Awesome
HornMT
The HornMT
repository contains data and the associated metadata for the project Machine Translation Benchmark Dataset for Languages in the Horn of Africa. It is a multi-way parallel corpus that will serve as a benchmark to accelerate progress in machine translation research and production systems for languages in the Horn of Africa.
Supported Languages
Language | ISO 639-3 code |
---|---|
Afar | aaf |
Amharic | amh |
English | eng |
Oromo | orm |
Somali | som |
Tigrinya | tir |
Content
data/
contains one text file per language and each file contains news snippets in the same order for each language.
data
├── aar.txt
├── amh.txt
├── eng.txt
├── orm.txt
├── som.txt
└── tir.txt
metadata.tsv
contains tab separated data describing each news snippet. The metadata contains the following fields.
- Scope - describes whether the news is global or local.
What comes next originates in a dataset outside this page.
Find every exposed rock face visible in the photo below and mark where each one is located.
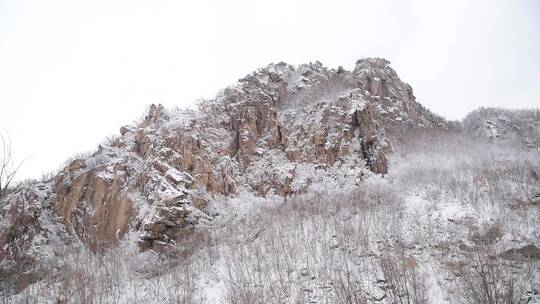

It takes two values: Global news and Local news.
- Category - News category covering the following 12 topics
- Art and Culture
- Business and Economy
- Conflicts and Attacks
- Disaster and Accidents
- Entertainment
- Environment
- Health
- International Relations
- Law and Crime
- Politics
- Science and Technology
- Sport
- Source - List of one or more URLs from which the news content is extracted or based on.
- Domain - TLD corresponding to the URL(s) in Source.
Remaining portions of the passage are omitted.